The petrophysical evaluation was carried out only on the F-sand reservoir in order to evaluate the continuity of its reservoir quality. The net reservoir thickness of the F-sand ranges from 200 ft (Well B009) to 490 ft (Well B001) with an average net thickness of about 348 ft (Table 1). The reservoir has a moderate sand package with a net to gross of about 0.55 and 0.33 v/v volume of shale. As expected in a tidally influenced system, where shale and clay alternate with sands, the high volume of shale may have affected the interlayer porosity and permeability of the gross thickness. The F-sand has an average porosity and permeability value of 29% and 2506 md, respectively (Table 1). These porosity–permeability values confirm that the sand has moderate to good reservoir quality. The average water saturation of 14% which translates to 85% hydrocarbon saturation (oil) is an indication that the F-sand reservoir is charged with a significant volume of hydrocarbons with an oil–water contact (OWC) at a depth of about 9740ft.

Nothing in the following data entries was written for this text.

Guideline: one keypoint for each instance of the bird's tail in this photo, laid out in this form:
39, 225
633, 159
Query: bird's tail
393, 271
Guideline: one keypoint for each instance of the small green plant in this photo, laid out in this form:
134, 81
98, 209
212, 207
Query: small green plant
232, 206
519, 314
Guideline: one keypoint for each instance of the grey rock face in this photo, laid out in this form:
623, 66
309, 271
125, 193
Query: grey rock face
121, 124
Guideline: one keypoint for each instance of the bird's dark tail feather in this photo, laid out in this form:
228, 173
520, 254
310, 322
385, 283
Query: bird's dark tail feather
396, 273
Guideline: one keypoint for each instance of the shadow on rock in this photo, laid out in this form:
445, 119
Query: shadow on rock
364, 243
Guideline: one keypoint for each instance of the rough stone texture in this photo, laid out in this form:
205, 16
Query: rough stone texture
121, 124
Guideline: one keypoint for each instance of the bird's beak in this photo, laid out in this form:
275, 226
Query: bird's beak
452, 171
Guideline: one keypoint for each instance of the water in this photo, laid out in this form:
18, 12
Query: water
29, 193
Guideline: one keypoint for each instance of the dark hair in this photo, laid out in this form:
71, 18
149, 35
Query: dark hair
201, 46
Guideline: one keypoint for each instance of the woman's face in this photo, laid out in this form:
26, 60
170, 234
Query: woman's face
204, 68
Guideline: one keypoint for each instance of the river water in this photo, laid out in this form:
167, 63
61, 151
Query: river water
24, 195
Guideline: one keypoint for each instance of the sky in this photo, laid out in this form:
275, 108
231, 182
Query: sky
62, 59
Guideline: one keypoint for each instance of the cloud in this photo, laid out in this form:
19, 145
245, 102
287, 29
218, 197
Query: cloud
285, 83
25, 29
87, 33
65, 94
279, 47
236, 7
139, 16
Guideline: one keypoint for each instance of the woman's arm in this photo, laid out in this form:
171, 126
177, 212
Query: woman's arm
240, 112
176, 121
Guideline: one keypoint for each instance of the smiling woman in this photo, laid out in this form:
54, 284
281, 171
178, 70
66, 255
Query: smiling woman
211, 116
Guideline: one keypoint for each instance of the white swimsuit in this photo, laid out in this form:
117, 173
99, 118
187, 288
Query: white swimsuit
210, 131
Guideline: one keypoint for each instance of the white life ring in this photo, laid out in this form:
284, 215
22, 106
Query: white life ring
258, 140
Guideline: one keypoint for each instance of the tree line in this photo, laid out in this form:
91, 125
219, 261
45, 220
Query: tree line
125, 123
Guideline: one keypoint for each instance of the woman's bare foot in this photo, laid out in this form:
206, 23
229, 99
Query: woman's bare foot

Table 1 Petrophysical evaluation of the F-sand in the wells of the field

From the generated petrophysical logs (Fig. 7), and tabulated results (Table 1), the reservoir quality of the F-sand increases from well B001 (27% porosity, 558 mD permeability) to well B10 (31% porosity, 4760 mD permeability). Though, there is reduction in the net to gross thickness of the sand from well B001 to well B002 (Table 1; Fig. 7), the average reservoir quality is good. Its good reservoir quality shows that the energy of the tidal currents may have increased distally with an input of the shallow marine wave actions in a manner that cleaner sands were deposited.

Fig. 7
figure 7

Petrophysical logs generated for the F-sand reservoir

Faults and structural map of the Bruks Field

Numerous normal faults are seen on seismic sections, and these can be grouped as major growth faults with associated synthetic and antithetic splays. They trend northeast–southwest and dip southeast–southwest (Fig. 8). These faulted anticlines are evidence of good hydrocarbon prospects in the study area (Fig. 9). Structures such as collapsed crest and back to back faults also constitute the hydrocarbon trap architecture. The ability of these numerous faults to act as seals depends on the amount of throw and the volume of shale smeared along the faults and the juxtaposition of permeable and impermeable layers (reservoirs and seals) across the fault planes. Since the paralic Agbada Formation is of regular alternation of sand–shale interval, there is a greater possibility of the shale smear sealing the growth faults and creating the required hydrocarbon traps, though in some cases, they act as migration pathways for oil and gas.

Fig. 8
figure 8

Fault trends mapped in the study area

Fig. 9
figure 9

Structural map for the F-sand top in depth, showing the numerous faulted anticlines

Conclusions

This study has shown that within the two depositional sequences delineated from the field, the prolific reservoirs are mainly of the lowstand tidally influenced channel and shoreface sands. These sands are correlated across the six wells especially the F-sand reservoir. Some other sands (A–E and G-sands) in the field are deposited in varying environments as distributary and tidal channels, foreshore and shoreface environments. The reservoirs span through shallow inner neritic to middle neritic and constitute mostly of shelf deposits. There is appreciable sand development distally, which confirms that the delta was continuously prograding, due to consistent supply of clastics. The results from porosity to permeability confirm that the F-sand has moderate to good reservoir quality. Its average water saturation of 14% and to 85% hydrocarbon saturation is an indication that the F-sand reservoir is charged with a significant volume of hydrocarbons. The structural analysis also confirms that there are numerous faulted anticlines, which is an evidence of good hydrocarbon prospects in the area. The study has shown that reservoir characterization studies using sequence stratigraphic and petrophysical methods have enabled a better understanding of the reservoir quality, heterogeneities and lateral extent within the basin.